Cuenta Cantímprato, que habiéndosele muerto un hijo a su abuela, no sabía darse reposo, y lloraba noche y día mientras que el hijo padecía en el Purgatorio. Dios vino en socorro del alma de este hijo, concediendo a la desolada madre una visión, que fue la siguiente.
Cierto día vio ella un tropel de jóvenes muy alegres, los cuales iban en camino de una ciudad esplendidísima; con el gran deseo que tenía de ver a su hijo, miraba con mucha atención, mas ¡ay!, vio a su hijo, sí, pero muy retrasado y solo, triste, afanoso y con las vestiduras todas empapadas de agua. Arrebatada de tristeza la madre, le preguntó por qué no tomaba parte en la fiesta con los demás jóvenes. Y el hijo contestó:
- Vuestras lágrimas, ¡oh madre mía!, son las que retardan mi camino, y me han reducido a estas penas. Si me amáis de veras, derramadlas delante de Dios rogando por mi alma.

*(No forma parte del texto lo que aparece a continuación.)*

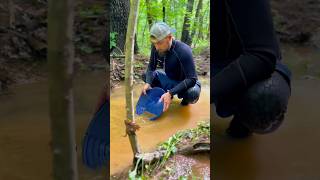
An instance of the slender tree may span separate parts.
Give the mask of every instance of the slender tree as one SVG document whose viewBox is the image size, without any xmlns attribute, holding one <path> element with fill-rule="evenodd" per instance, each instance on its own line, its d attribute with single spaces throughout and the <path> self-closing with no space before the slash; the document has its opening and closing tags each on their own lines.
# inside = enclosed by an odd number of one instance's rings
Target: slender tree
<svg viewBox="0 0 320 180">
<path fill-rule="evenodd" d="M 210 6 L 209 6 L 210 7 Z M 207 27 L 210 26 L 210 22 L 207 23 L 203 23 L 203 19 L 209 19 L 210 18 L 210 10 L 207 7 L 204 12 L 203 12 L 203 16 L 200 16 L 199 18 L 199 33 L 198 33 L 198 39 L 204 39 L 204 35 L 203 35 L 203 30 Z M 207 22 L 207 21 L 206 21 Z"/>
<path fill-rule="evenodd" d="M 176 0 L 172 0 L 172 5 L 173 5 L 173 11 L 177 11 L 177 7 L 176 7 Z M 174 18 L 174 26 L 176 29 L 178 29 L 178 17 Z M 178 31 L 176 32 L 176 36 L 178 37 Z"/>
<path fill-rule="evenodd" d="M 151 3 L 150 0 L 146 0 L 146 7 L 147 7 L 147 20 L 148 20 L 148 24 L 149 24 L 149 29 L 151 28 L 151 25 L 154 21 L 154 18 L 152 16 L 151 13 Z"/>
<path fill-rule="evenodd" d="M 166 5 L 167 0 L 162 0 L 162 21 L 166 22 Z"/>
<path fill-rule="evenodd" d="M 73 0 L 49 0 L 49 101 L 55 180 L 78 179 L 72 87 L 73 13 Z"/>
<path fill-rule="evenodd" d="M 202 0 L 199 0 L 198 6 L 197 6 L 197 10 L 196 10 L 196 14 L 195 14 L 195 17 L 194 17 L 193 28 L 192 28 L 192 33 L 191 33 L 191 40 L 194 39 L 196 31 L 197 30 L 201 30 L 200 28 L 197 28 L 197 27 L 201 27 L 201 24 L 200 24 L 200 18 L 201 18 L 200 12 L 201 12 L 201 9 L 202 9 Z"/>
<path fill-rule="evenodd" d="M 139 13 L 139 0 L 131 1 L 130 14 L 128 20 L 128 28 L 126 34 L 126 48 L 125 48 L 125 87 L 126 87 L 126 114 L 125 120 L 127 134 L 134 156 L 140 153 L 138 140 L 136 137 L 136 124 L 134 119 L 133 107 L 133 60 L 134 60 L 134 37 L 136 32 L 136 25 Z"/>
<path fill-rule="evenodd" d="M 9 7 L 9 27 L 13 28 L 15 23 L 15 8 L 13 0 L 8 0 Z"/>
<path fill-rule="evenodd" d="M 207 38 L 210 38 L 210 21 L 209 21 L 209 25 L 208 25 L 208 34 L 207 34 Z"/>
<path fill-rule="evenodd" d="M 139 53 L 139 46 L 138 46 L 138 40 L 137 40 L 138 33 L 134 35 L 134 54 Z"/>
<path fill-rule="evenodd" d="M 190 17 L 193 10 L 193 4 L 194 0 L 188 0 L 187 4 L 187 10 L 183 21 L 183 27 L 182 27 L 182 35 L 181 35 L 181 41 L 185 42 L 188 45 L 191 45 L 192 39 L 190 36 Z"/>
</svg>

La Religión de Jesucristo no condena los afectos de la naturaleza, mas este hecho os dice que sobre los afectos de la naturaleza debe triunfar el espíritu de lo sobrenatural.

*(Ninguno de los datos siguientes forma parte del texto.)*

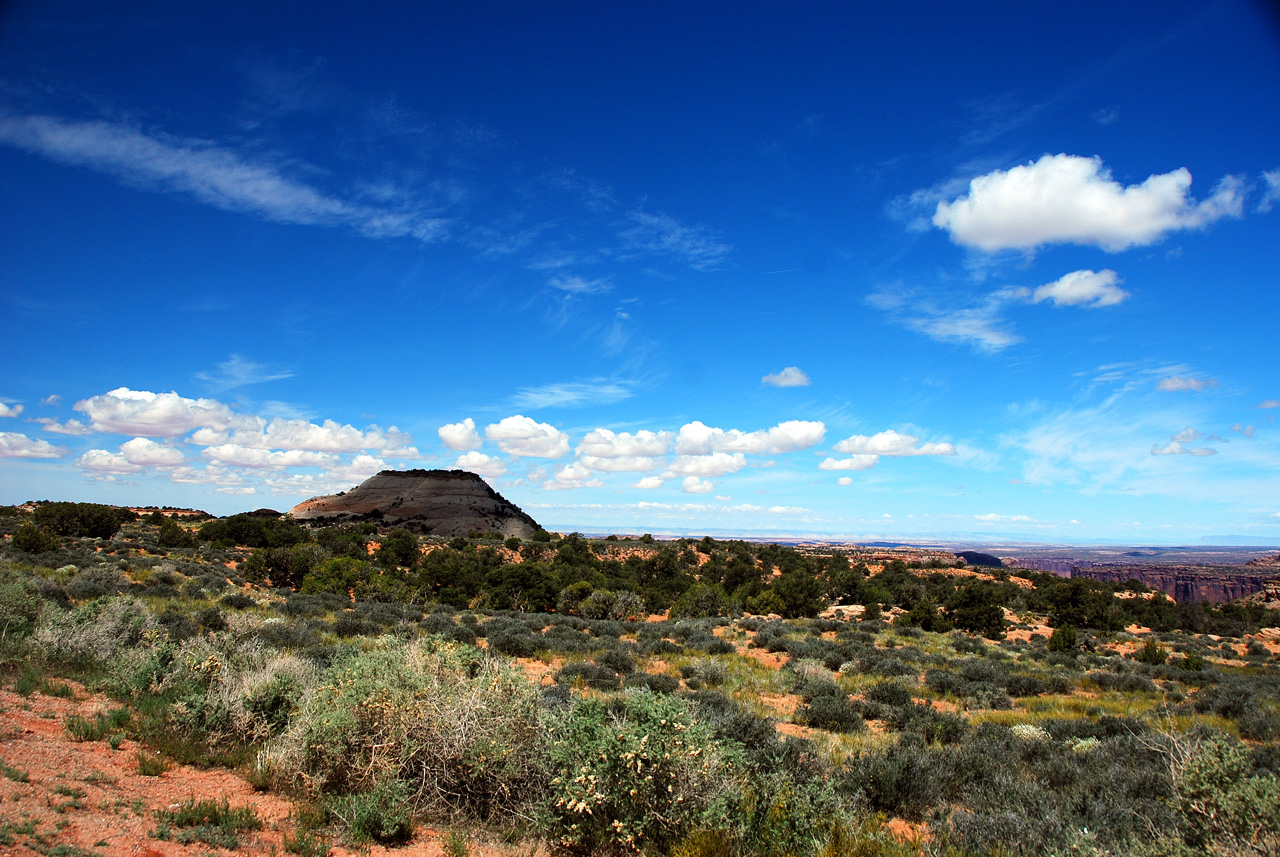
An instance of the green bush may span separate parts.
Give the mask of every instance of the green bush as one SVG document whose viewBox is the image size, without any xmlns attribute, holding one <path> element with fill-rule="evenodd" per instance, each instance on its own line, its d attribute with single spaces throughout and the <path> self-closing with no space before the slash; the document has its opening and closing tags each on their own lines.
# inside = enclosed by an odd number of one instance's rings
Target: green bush
<svg viewBox="0 0 1280 857">
<path fill-rule="evenodd" d="M 1076 629 L 1071 625 L 1060 625 L 1049 635 L 1051 652 L 1074 652 L 1076 646 Z"/>
<path fill-rule="evenodd" d="M 715 743 L 683 700 L 629 692 L 580 700 L 552 723 L 555 778 L 543 824 L 570 852 L 654 849 L 723 828 L 738 752 Z"/>
<path fill-rule="evenodd" d="M 413 836 L 409 787 L 400 780 L 384 780 L 366 792 L 331 797 L 324 806 L 357 845 L 394 844 Z"/>
<path fill-rule="evenodd" d="M 266 766 L 322 796 L 400 781 L 415 812 L 527 816 L 546 779 L 538 690 L 470 646 L 389 637 L 319 679 Z"/>
<path fill-rule="evenodd" d="M 1169 660 L 1169 653 L 1164 650 L 1164 646 L 1160 645 L 1154 637 L 1148 637 L 1147 641 L 1142 644 L 1142 648 L 1134 653 L 1133 658 L 1139 663 L 1163 666 Z"/>
<path fill-rule="evenodd" d="M 12 572 L 0 573 L 0 644 L 30 636 L 43 604 L 34 586 Z"/>
<path fill-rule="evenodd" d="M 13 534 L 13 546 L 25 553 L 50 553 L 62 549 L 62 540 L 52 530 L 23 521 Z"/>
<path fill-rule="evenodd" d="M 1232 854 L 1280 850 L 1280 780 L 1252 774 L 1239 741 L 1216 734 L 1201 741 L 1176 765 L 1174 785 L 1187 845 Z"/>
<path fill-rule="evenodd" d="M 137 520 L 137 513 L 100 503 L 42 503 L 31 519 L 60 536 L 109 539 L 120 532 L 125 521 Z"/>
<path fill-rule="evenodd" d="M 184 845 L 203 842 L 232 850 L 240 845 L 239 833 L 262 827 L 253 807 L 233 807 L 226 798 L 221 801 L 189 798 L 174 809 L 158 810 L 155 817 L 159 827 L 151 835 L 158 839 L 173 838 Z M 172 831 L 175 827 L 178 828 L 176 834 Z"/>
</svg>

Dios mío, ¿cómo es posible creer en la inmortalidad del alma, y abatirse tanto en la pérdida de las personas amadas, sin apenas pensar en dirigir una sola plegaria para aliviarlas en sus penas? Y lo que es peor todavía, ¿cómo se piensa sólo en pompas funerarias o en intereses de mundo, y nada se hace para el alma? ¡Oh, si los muertos pudiesen hacernos oír sus quejas!